Anyway, hopefully you'll see where I am headed with this and Corio. When I first got the DNA results, I didn't have any of this knowledge under my belt. So I was surprised when my brother, my older cousins, and I had less than 1 percent of Italian.  This hasn't shifted in testing with multiple companies or over time.  When I applied the linguistic concepts from my hobby reading to Corio and really looked, I found they did speak a patois, again, hyper localized but pockets of related Franco-Provençal languages & dialects.  They spoke (and speak today in vanishing numbers) Piedmontese, considered a Valdôtain dialect of the Franco-Provençal/Arpitan language (s). Piedmontese is not a dialect of modern Italian. As you look at evolution of the pockets Franco-Provençal, the genetics makes more sense and well as that "sounds right out of a Roman Empire movie" multipart naming conventions I kept running into in just that small town but not its nearest neighbors. So yes, my ancestors seem to be from Italy as a spot on the modern political boundary map, but it's a tad more complicated than that. And now, I've been able to translate those mystery photo captions. I might have eventually came to the same conclusions without the DNA, but the (perceived) gaping holes in the DNA spurred me to step back a bit and ask different questions. 

Example 3:

"Yeap, all Irish from that side." 

In this case, it might be a matter of semantics and nuance, but no, not all directly from Ireland.   Looking for a USA<> Ireland connection was getting me nowhere fast.

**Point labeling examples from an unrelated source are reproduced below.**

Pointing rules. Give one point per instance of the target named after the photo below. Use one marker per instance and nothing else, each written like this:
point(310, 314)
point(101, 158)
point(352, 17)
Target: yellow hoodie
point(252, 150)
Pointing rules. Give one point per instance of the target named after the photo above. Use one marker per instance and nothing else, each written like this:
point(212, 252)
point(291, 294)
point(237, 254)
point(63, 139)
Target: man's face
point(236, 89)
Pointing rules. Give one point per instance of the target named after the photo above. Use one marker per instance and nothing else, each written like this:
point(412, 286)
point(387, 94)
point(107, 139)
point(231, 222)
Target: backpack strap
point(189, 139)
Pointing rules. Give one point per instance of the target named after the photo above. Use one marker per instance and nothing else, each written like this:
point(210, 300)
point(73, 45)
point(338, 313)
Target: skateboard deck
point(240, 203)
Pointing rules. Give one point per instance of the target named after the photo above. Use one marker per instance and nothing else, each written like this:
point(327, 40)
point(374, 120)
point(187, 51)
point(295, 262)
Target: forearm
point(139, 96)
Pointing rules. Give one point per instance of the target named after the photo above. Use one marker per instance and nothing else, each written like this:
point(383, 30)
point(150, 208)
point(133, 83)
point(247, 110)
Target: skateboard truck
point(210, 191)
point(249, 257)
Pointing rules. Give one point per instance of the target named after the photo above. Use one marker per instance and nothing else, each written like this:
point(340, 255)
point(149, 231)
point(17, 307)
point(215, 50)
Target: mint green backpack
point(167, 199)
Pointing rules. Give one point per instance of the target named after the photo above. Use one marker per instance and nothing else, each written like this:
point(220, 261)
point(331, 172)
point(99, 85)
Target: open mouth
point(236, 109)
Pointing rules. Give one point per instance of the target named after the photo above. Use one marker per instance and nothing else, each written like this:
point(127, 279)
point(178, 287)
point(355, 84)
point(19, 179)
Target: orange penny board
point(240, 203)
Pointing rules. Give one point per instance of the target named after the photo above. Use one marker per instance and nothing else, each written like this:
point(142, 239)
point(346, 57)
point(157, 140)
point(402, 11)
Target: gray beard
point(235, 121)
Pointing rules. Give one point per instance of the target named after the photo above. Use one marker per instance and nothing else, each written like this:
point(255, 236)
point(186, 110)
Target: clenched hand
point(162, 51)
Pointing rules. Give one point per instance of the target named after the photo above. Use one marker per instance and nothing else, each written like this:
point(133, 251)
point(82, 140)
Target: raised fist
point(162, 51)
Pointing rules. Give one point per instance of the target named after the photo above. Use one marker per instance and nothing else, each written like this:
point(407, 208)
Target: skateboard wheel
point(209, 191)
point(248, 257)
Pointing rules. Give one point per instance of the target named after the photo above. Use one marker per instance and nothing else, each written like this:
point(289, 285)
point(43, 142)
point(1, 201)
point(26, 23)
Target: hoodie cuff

DNA onto the scene, keeps telling me there is a sizable chunk of Scotland in there. Yes, of course, it is my paternal side. As I worked with the data over the years, before the "which side" guesstimate feature came out on, I'd isolated that the bigger chunk actually came from the maternal side. I stepped back and instead of trying to find where it was, I eliminated where it wasn't. It had to be from my Irish dead-ends. So, re-examining everything had me questioning a secondary source. The town name, which my family historian predecessor had always placed in the United States was actually a town by the same name in Scotland! At the this same I was brushing up/learning for the first time immigration and emigration patterns for the time period. Hop-scotching from Ireland to Scotland then USA was pretty common. They went where the work was. In my scenario like many others, several generations of Irish miners made their home in Scotland before they or their dependents came to mine yet again in the USA. These generations of Irish miners of course married local and folded in that Scottish blood. Now I know those people are from County Down, the town of Banbridge/the civil parish of Seapatrick. I'll admit I'm stuck at a John or James Bright possibly born around 1799. But I am still pleased I made it that far. 

So all in all, DNA has helped as one more imperfect tool in the toolbox. I've used it to facilitate my research but never to "prove" or "disprove" any one thing.